By electing Hassan Rowhani, the moderate candidate, to be its next president, the Iranian people have in effect reached a provisional compromise with the nation's supreme leader, Ayatollah Ali Khamenei, and the ultraconservative establishment.
At first glance, Rowhani's landslide victory might seem baffling. Why should an otherwise subordinate and overly cautious candidate, who was once Iran's lead nuclear negotiator, generate so much enthusiasm and support among a beleaguered public? Rowhani largely kept out of the postelection upheavals in 2009, and his campaign platform did not offer anything remotely resembling a reformist agenda. To the extent that he challenged any establishment views, his criticisms and proposals were mainly directed against the irascible style and tactless temperament of President Mahmoud Ahmadinejad, an easy target.

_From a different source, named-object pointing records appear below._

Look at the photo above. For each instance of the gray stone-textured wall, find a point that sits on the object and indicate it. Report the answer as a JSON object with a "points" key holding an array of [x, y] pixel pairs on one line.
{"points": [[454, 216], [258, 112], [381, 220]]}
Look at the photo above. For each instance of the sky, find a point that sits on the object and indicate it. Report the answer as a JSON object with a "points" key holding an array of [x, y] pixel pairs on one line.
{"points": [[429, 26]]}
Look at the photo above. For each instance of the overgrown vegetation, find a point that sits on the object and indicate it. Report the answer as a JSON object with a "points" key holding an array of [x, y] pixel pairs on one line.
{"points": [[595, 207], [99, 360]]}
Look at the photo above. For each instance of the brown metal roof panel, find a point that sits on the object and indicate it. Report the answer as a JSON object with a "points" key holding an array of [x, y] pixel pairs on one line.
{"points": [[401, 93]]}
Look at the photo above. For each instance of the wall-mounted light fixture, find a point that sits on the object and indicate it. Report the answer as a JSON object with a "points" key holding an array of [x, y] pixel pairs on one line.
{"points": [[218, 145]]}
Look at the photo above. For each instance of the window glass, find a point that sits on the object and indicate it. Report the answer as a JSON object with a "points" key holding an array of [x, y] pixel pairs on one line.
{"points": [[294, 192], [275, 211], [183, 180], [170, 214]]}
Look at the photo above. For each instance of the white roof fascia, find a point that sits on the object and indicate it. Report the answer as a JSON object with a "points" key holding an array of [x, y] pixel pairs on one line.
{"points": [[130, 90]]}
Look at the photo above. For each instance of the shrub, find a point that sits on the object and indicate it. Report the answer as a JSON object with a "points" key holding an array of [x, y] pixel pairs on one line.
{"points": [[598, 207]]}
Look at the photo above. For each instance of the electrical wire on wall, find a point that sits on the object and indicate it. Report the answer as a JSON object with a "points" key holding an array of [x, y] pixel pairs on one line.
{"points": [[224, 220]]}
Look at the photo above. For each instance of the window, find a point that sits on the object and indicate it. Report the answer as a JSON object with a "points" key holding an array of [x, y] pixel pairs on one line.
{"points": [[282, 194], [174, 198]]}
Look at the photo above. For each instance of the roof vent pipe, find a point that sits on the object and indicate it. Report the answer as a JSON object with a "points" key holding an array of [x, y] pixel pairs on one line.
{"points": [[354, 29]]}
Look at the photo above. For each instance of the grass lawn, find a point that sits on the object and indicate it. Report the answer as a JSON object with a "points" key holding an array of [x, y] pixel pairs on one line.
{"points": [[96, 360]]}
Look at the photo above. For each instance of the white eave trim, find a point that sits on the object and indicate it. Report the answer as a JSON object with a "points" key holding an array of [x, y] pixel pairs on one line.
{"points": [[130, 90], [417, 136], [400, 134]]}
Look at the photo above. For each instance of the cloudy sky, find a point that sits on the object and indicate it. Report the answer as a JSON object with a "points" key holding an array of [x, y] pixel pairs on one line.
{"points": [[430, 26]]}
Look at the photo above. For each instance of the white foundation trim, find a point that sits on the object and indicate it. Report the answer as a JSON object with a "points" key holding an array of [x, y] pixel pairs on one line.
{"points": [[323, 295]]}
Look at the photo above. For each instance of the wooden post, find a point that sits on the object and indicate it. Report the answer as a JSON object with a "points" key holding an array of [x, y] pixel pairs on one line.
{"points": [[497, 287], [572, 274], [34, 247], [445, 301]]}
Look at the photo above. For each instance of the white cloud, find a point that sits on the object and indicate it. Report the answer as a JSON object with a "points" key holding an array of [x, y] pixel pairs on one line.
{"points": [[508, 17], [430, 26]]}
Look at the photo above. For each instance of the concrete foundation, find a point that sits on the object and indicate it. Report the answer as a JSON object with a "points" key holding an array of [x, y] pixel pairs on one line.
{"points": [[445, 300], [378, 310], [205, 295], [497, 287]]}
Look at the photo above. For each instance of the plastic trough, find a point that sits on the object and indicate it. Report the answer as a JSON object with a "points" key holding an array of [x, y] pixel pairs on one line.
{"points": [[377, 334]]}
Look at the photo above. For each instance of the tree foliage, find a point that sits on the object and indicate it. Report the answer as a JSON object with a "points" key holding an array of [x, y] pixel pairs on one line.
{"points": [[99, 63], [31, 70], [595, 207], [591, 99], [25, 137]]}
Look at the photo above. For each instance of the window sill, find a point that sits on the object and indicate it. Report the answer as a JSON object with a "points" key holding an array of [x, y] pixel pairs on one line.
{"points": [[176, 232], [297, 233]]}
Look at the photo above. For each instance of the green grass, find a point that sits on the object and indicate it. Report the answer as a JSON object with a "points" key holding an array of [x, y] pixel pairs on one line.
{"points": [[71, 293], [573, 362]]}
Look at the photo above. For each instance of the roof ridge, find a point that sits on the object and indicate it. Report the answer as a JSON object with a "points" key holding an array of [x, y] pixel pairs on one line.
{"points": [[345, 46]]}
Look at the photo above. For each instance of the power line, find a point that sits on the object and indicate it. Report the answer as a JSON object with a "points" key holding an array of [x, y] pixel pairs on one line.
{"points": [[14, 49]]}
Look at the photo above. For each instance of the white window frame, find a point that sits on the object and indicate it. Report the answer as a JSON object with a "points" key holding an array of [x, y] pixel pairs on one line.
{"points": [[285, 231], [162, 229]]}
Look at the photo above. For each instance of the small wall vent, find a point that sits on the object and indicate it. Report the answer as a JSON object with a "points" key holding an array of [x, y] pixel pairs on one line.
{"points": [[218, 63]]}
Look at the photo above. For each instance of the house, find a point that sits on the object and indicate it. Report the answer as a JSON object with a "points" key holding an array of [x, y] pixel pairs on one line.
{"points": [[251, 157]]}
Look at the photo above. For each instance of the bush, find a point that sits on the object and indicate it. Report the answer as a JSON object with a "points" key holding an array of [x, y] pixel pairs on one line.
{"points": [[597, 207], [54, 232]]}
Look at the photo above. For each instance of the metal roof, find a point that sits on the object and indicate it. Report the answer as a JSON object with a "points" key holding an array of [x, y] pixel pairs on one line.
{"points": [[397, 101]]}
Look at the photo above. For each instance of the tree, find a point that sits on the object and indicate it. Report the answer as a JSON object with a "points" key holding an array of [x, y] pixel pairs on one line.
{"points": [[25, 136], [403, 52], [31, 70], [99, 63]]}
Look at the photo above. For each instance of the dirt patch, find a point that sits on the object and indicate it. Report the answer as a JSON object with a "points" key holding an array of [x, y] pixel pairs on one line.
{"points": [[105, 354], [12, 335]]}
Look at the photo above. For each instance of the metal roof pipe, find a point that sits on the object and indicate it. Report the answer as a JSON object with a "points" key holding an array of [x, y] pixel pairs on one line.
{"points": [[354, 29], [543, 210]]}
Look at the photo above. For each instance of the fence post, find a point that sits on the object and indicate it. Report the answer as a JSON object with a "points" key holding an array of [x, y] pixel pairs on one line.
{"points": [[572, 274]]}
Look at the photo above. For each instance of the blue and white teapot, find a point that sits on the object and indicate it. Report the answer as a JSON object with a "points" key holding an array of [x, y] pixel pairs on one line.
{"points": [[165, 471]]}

Given these apparent paradoxes, it would seem that Rowhani's decisive victory is owed to the absence of any meaningful alternatives. Indeed, the regime's Orwellian vetting body, the Guardian Council, went out of its way this time around to ensure a tame field of candidates, a soporific roster of former and current technocrats. Most notably, and with tacit acquiescence of the supreme leader, the Guardian Council rendered ineligible one of the founding fathers of the Islamic Republic, former President Ali Akbar Hashemi Rafsanjani (it also barred Ahmadinejad's handpicked candidate, Esfandiar Rahim Mashaei), seemingly leaving Rowhani as the most palatable choice.